Ein Mangel an bestimmten Verdauungsenzymen, wie die Milchunverträglichkeit ist Folge eines Mangels an Laktase, einem Enzym, das Milchzucker (Laktose) im Dünndarm spaltet.
Diagnostische Detektivarbeit
Um bei Verdacht auf eine Nahrungsmittelallergie diese zu bestätigen oder auszuschließen, ist ein Patiententagebuch hilfreich. Mit exakter Zeitangabe sollen suspekte Symptome, alles was gegessen und getrunken wird sowie sämtliche nicht alltäglichen Besonderheiten notiert werden. Damit lassen sich verdächtige Nahrungsmittel eingrenzen. Auslassdiäten sowie spezielle Allergietests mit suspekten Nahrungsmitteln auf der Haut und in Blutproben der Patienten können den Verdacht erhärten oder abschwächen.
Beweisend ist allerdings erst die wiederholte positive orale Provokation, bei der die experimentelle Zufuhr des verdächtigen Nahrungsmittels eine allergische Reaktion nach sich zieht. Manche Nahrungsmittelallergiker reagieren auf ein ursächliches Produkt nur dann erkennbar, wenn gleichzeitig ein spezifischer Zusatzreiz besteht, den es dann ebenfalls auszuloten gilt. Da kann bei bestimmter Nahrungsmittelkombination, ein Medikament wie etwa ASS oder Betablocker, ein Genussmittel wie Kaffee, Tee oder Nikotin, aber auch psychischer Stress, körperliche Anstrengung oder ein Infekt sein. Professor Ring schilderte den Fall einer Skisportlerin, die auf die Mohnfüllung von Germknödel nur dann allergisch reagierte, wenn sie diese nach einer anstrengenden Trainingseinheiten aß.
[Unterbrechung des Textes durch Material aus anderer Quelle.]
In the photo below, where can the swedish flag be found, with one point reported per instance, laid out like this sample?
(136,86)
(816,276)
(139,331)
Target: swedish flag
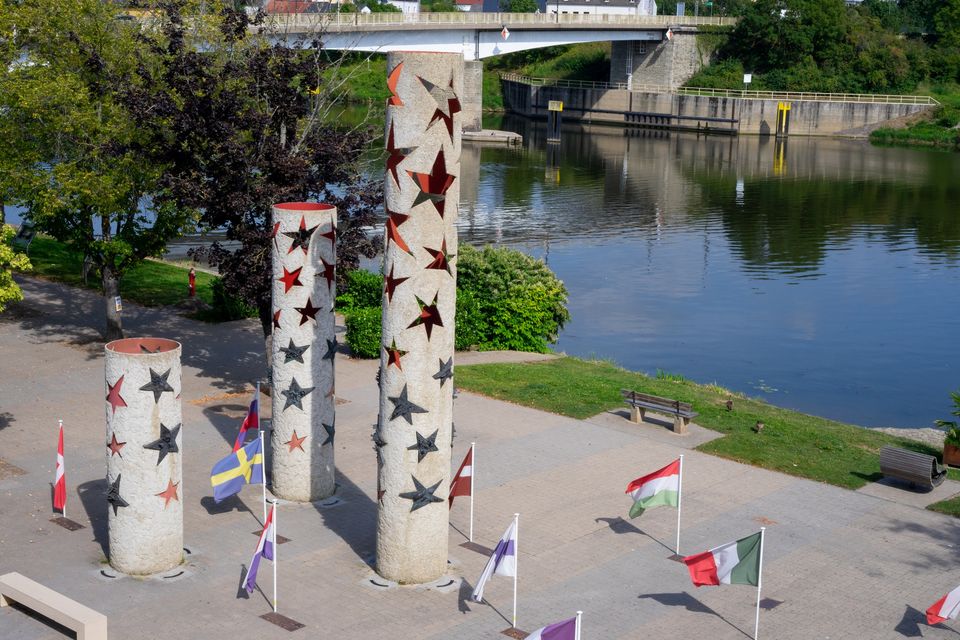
(243,466)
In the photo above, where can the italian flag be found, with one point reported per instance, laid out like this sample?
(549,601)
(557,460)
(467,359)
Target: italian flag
(660,488)
(733,563)
(946,608)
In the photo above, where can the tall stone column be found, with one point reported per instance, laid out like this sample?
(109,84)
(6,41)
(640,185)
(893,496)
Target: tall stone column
(304,346)
(421,191)
(143,448)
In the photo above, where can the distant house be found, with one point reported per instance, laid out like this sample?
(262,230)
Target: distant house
(604,7)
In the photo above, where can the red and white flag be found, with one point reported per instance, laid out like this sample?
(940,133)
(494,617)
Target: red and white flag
(60,482)
(462,483)
(946,608)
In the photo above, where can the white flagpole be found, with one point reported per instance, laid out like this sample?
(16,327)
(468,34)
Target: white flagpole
(516,561)
(756,627)
(276,546)
(473,471)
(679,503)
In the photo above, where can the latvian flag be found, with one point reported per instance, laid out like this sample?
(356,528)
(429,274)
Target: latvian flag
(264,550)
(946,608)
(462,483)
(660,488)
(60,480)
(733,563)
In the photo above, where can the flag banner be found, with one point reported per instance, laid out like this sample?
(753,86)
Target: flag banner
(268,538)
(946,608)
(60,479)
(462,482)
(660,488)
(244,466)
(733,563)
(503,560)
(250,423)
(566,630)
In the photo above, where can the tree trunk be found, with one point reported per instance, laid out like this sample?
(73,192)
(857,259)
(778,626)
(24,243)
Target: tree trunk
(111,290)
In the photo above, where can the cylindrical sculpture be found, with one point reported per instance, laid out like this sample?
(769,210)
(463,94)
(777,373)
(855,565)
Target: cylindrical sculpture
(304,346)
(143,447)
(421,192)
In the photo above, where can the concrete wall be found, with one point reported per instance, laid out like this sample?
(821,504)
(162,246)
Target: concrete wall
(816,118)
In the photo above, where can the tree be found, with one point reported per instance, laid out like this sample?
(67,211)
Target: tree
(71,152)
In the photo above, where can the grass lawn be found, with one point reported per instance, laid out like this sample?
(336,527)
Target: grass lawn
(150,283)
(792,442)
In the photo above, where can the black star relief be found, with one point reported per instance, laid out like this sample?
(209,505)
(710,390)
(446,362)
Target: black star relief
(293,352)
(445,372)
(422,496)
(113,495)
(166,443)
(402,407)
(424,445)
(294,395)
(158,384)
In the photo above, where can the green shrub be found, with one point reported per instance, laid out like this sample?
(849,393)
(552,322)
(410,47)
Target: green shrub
(364,331)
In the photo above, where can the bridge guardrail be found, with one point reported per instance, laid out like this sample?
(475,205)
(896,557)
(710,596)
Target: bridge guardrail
(793,96)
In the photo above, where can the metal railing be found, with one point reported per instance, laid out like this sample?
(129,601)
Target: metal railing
(791,96)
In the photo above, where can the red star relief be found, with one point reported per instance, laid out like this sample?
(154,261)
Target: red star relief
(429,316)
(291,279)
(113,395)
(390,284)
(433,185)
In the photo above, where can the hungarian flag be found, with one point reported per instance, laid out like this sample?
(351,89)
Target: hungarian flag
(60,481)
(733,563)
(946,608)
(660,488)
(462,483)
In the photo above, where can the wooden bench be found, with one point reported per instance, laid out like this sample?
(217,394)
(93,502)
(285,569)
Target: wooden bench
(919,469)
(89,624)
(682,412)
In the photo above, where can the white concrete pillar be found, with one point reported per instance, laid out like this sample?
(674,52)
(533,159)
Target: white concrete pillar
(144,446)
(421,191)
(304,345)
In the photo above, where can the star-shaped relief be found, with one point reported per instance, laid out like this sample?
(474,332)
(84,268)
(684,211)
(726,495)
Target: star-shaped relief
(394,354)
(394,220)
(421,496)
(295,394)
(295,443)
(168,494)
(307,312)
(300,237)
(113,395)
(166,443)
(445,372)
(424,445)
(402,407)
(115,446)
(291,279)
(429,316)
(390,284)
(113,496)
(158,384)
(434,185)
(448,104)
(441,259)
(292,352)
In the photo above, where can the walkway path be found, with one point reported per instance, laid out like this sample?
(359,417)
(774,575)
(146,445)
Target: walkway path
(839,564)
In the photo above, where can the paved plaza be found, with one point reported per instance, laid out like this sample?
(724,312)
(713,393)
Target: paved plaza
(837,563)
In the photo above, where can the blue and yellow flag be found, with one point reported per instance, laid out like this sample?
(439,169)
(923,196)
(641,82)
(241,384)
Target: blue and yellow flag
(244,466)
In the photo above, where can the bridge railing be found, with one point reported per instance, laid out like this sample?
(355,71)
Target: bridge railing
(786,96)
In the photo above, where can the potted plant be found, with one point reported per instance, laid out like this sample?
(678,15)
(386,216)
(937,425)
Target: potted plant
(951,444)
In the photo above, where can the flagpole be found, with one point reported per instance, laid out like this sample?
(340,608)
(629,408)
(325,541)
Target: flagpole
(679,503)
(756,627)
(473,471)
(516,560)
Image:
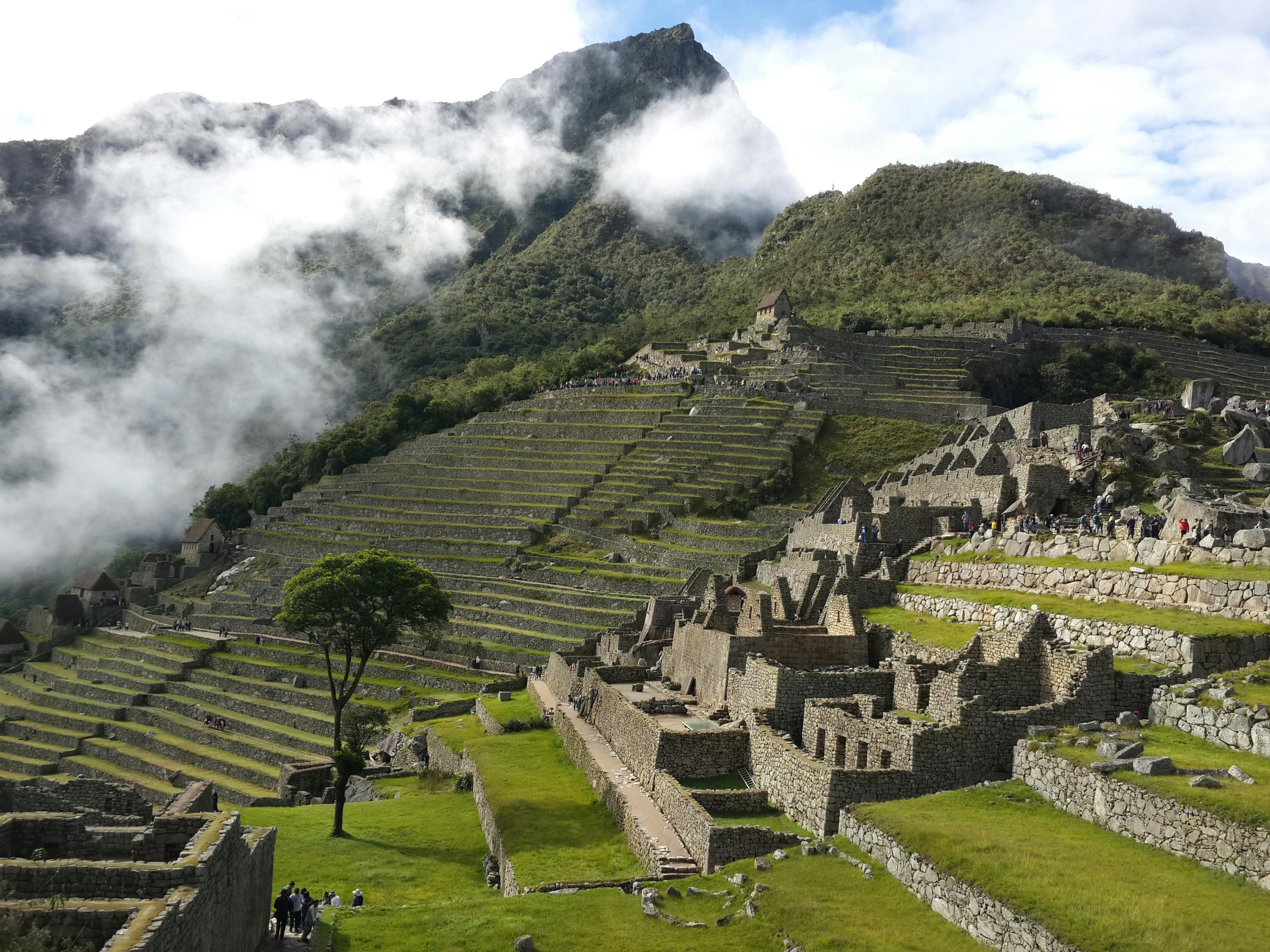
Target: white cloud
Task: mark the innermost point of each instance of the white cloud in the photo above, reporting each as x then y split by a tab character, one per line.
1155	103
224	355
63	73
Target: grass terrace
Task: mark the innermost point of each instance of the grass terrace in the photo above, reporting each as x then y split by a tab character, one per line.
422	847
1204	570
1239	803
553	827
924	629
1193	624
1093	888
819	903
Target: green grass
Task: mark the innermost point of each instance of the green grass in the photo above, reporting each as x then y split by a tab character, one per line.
425	847
859	446
521	706
821	903
554	828
1233	802
1094	889
724	781
1137	664
1192	570
1193	624
924	629
771	819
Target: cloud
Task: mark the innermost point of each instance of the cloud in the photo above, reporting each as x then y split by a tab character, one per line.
1155	103
702	165
220	345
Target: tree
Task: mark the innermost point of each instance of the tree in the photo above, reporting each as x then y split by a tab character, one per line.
362	724
229	504
352	606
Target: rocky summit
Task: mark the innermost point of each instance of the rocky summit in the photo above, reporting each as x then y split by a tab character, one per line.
802	598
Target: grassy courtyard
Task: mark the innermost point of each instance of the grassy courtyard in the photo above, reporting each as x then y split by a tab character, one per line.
819	903
924	629
1241	803
425	847
554	827
1093	888
1180	620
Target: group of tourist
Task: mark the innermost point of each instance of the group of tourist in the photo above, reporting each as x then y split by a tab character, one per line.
296	908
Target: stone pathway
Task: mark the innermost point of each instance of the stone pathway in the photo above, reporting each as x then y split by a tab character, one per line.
639	805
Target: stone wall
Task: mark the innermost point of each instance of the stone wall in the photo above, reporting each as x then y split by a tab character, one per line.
1135	813
640	843
1161	645
1233	600
710	845
1245	729
985	918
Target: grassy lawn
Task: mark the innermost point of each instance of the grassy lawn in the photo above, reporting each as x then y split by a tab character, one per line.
425	847
771	819
1193	570
521	706
1093	888
554	828
724	781
858	446
924	629
822	903
1199	626
1233	800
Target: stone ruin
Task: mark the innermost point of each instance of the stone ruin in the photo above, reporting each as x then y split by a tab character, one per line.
92	862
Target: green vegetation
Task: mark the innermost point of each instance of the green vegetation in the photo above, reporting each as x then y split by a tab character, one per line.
554	828
1236	802
352	606
1193	624
858	446
1093	888
425	847
773	819
821	903
924	629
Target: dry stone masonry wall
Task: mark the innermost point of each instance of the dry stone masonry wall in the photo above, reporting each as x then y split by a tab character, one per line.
1135	813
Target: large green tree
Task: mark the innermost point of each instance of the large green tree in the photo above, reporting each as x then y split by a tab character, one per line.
352	606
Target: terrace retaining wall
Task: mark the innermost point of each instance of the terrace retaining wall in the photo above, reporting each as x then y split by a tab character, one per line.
985	918
1135	813
1245	729
1232	598
1189	654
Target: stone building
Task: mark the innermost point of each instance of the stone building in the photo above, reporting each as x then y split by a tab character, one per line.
188	880
203	544
774	308
11	639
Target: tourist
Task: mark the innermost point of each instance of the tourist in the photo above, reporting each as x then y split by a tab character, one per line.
308	917
281	913
298	904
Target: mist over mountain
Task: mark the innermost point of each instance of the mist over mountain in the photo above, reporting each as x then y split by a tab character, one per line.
188	284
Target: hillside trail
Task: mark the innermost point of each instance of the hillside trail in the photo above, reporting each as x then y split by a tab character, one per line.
639	805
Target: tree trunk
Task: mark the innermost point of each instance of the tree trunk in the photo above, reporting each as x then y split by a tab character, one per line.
341	784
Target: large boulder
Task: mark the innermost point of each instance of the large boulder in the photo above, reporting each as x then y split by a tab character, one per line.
1198	393
1242	448
1251	539
1256	472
Therapie: Verzicht geht nicht immer
Steckt ein individuelles Allergen in allgegenwärtigen Grundnahrungsmitteln wie Eiern, Milch oder Mehl, ist der komplette Verzicht nur schwer möglich und oft auch nicht gewollt.
Gute Erfahrungen hat Ring mit dem lange bekannten, gut verträglichen und nicht müde machenden Antiallergikum Cromoglicinsäure (z.B. Pentatop®). Wird das apothekenpflichtige Mittel 15 bis 30 Minuten vor einer kritischen Mahlzeit eingenommen, sollen allergische Beschwerden unterdrückt oder zumindest spürbar abgeschwächt werden.
Häufige Auslöser einer Nahrungsmittelallegie
Häufig für eine Nahrungsmittelallergie verantwortliche Lebensmittel sind Kuhmilch, Soja, Hühnereier, Nüsse, Fisch und Gewürze. Pollenallergiker entwickeln oft auch eine Nahrungsmittelallergie gegen bestimmte Obst- und Gemüsesorten.
Allergie nach Zeckenstich
Menschen, die plötzlich auf rotes Fleisch allergisch reagieren, berichten überzufällig oft einen in der näheren Vergangenheit erlittenen Zeckenstich. Inzwischen ist als entscheidendes Allergen einer solchen Fleischallergie der im menschlichen Körper nicht vorkommende Zucker Alpha-Galaktose identifiziert. Dieser im Fleisch vieler Säugetiere enthaltene Zucker findet sich auch im Zeckenspeichel, der während des Saugaktes ins menschliche Blut injiziert wird. Vorstellbar, dass sich dabei einige Zeckenopfer gegen Alpha-Galaktose sensibilisieren.